Gönül Tol: Aslında bu yazıda iki temel argümanım var. Bir tanesi, otokratlar etnik sorunların barışçıl ve kalıcı çözümünde başarılı değiller. İkincisi de etnik sorunları çözmeye çalışırken yapmaya çalıştıkları şey, kalıcı bir barış getirmek değil, kendi otokrasilerini konsolide etmek. Yazımdaki iki temel argümanım bu. Şimdi bunu desteklemek için de hem dünyadan örneklere bakıyorum hem de Erdoğan’ın geçmiş Kürt açılımlarındaki motivasyonuna ve davranışına bakıyorum. Yazıda Sri Lanka örneğini verdim. Sri Lanka’da Tamil İlam Kurtuluş Kaplanları ya da dünyanın bildiği tabiriyle ‘’Tamil Kaplanları’’ ayrılıkçı bir terör örgütü. 1980’li yıllardan itibaren Sri Lanka Devleti’ne karşı savaşmış. Aslında silahlı saldırı 70’lerde başlamış fakat 80’lerden itibaren bağımsızlık isteyen bir terör örgütüne dönüşmüş. Bu arada, siyaset bilimi açısından, Türkiye’deki Kürt meselesiyle Sri Lanka’daki Tamil meselesinin farklılıkları olduğunu da söylemek gerekiyor. Fakat yapmaya çalıştığım şey açısından, bence karşılaştırılabilir iki vaka. Sri Lanka’nın nüfusunun yüzde 75’ini, etnik köken olarak Sinhalalar oluşturuyor. En önemli azınlık da %12’ye tekabül eden Tamil azınlığı. Aslında başlangıçta Tamiller ülkenin kuzeyinde yaşıyorlar. 1950’lerden itibaren barışçıl bir şekilde demokratik bir şekilde haklarını aramaya başlıyorlar. Fakat 70’li yıllardan itibaren bu hak arama mücadelesi, bir Marksist öğrenci direnişiyle beraber silahlı çatışmalara dönüşüyor. Aslında bunun ateşleyicisi olan da 1956 yılında çıkan Sinhala kanunu. Tamillerin, farklı bir etnik köken olarak farklı dil talepleri var. Sinhalalı çoğunluk, Sinhala dilini resmi dil olarak dikte ediyor ve bunun üzerinden bir çatışma başlıyor. 1976 yılında Tamil Kaplanları kuruluyor. Bunun bir de siyasi ayağı var. Sadece bir terör örgütü değil, aynı zamanda bir siyasi parti olarak da kendisini gösteriyor ve gittikçe radikalleşiyor. 2005 yılında Mahinda Rajapaksa’nın Cumhurbaşkanlığını almasıyla birlikte, Tamil Kaplanları’na karşı çok ciddi topyekûn bir savaşa girişiyor ve nihayetinde 3 yıl içerisinde bütünüyle kontrol altına alıyor. Örgütün lideri öldürülüyor, yerine gelen insan hapsediliyor ve örgüt kendini 2009 yılında lağvediyor. 

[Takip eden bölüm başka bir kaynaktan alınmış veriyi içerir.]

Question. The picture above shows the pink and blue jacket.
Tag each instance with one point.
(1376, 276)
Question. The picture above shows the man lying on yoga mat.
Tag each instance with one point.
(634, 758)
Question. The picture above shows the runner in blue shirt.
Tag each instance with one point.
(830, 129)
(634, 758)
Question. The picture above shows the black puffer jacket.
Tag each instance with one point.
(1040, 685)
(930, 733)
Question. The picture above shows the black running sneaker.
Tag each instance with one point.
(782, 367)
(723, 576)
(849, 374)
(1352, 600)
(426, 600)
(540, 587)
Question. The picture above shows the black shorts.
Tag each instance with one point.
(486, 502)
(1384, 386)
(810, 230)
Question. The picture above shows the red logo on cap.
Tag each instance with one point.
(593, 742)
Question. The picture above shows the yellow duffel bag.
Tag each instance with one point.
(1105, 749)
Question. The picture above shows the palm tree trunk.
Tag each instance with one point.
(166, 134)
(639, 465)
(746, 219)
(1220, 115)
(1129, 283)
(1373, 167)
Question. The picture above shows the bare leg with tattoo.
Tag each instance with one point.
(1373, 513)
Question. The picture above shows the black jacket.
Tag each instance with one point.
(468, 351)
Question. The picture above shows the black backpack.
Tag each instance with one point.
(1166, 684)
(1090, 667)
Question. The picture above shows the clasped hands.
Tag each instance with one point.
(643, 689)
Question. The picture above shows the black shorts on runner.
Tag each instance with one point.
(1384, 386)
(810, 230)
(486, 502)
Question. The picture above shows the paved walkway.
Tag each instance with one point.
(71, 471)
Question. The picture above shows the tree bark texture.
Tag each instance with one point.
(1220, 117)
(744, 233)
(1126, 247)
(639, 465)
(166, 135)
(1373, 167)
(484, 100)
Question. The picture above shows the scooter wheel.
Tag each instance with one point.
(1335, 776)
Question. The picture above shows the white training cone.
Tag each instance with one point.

Bence, asıl bundan sonra yapılanlar karşılaştırma açısından önemli. 2009 yılında örgüt silahları bırakıp savaşa son verme kararı verdikten sonra, dönemin Cumhurbaşkanı olan Rajapaksa, ‘’terörizmi bitirdim’’ söylemini kullanarak ve kendi Sinhala Budist milliyetçi imajını parlatarak, çok ciddi bir otokratikleşme sürecine giriyor. Tamil Kaplanları’nı bitirmiş olmanın verdiği rüzgârla bir otokratikleşme sürecine giriyor ve bütünüyle yargı ve medya kontrol altına alınıyor, kendi aile üyelerini çok kritik yerlere, önemli bakanlıklara getiriyor. Hatta kardeşlerinden biri “Tamil Kaplanlarını bitirmekle birlikte neredeyse bir krallık durumuna geçtik” diyor. Dolayısıyla, bütünüyle bir tek adam rejimi kuruluyor. O tarihin üzerinden 16 yıl geçti. Bugün ‘’Tamil azınlığın hakları verildi mi?’’ diye sorarsanız, tam tersine, o savaşın bitmesinden itibaren sadece Tamillere de değil, Rajapaksa’yı eleştiren herkese yönelik çok ciddi bir baskı rejimi devreye giriyor. Bu arada Tamillere verilen anayasal haklar dahi Rajapaksa tarafından çiğneniyor. Mesela Tamillere dil hakkı veriliyor, anayasal olarak onların diline bir statü kazandırılıyor. Fakat anayasayı tanımayan bir adam olarak, bu anayasal haklar verilmiyor. ‘’Savaş bitti artık barış var’’ söyleminden 16 yıl sonra, bugün hâlâ Tamil azınlığının ciddi bir baskıya maruz kaldığını görüyoruz. 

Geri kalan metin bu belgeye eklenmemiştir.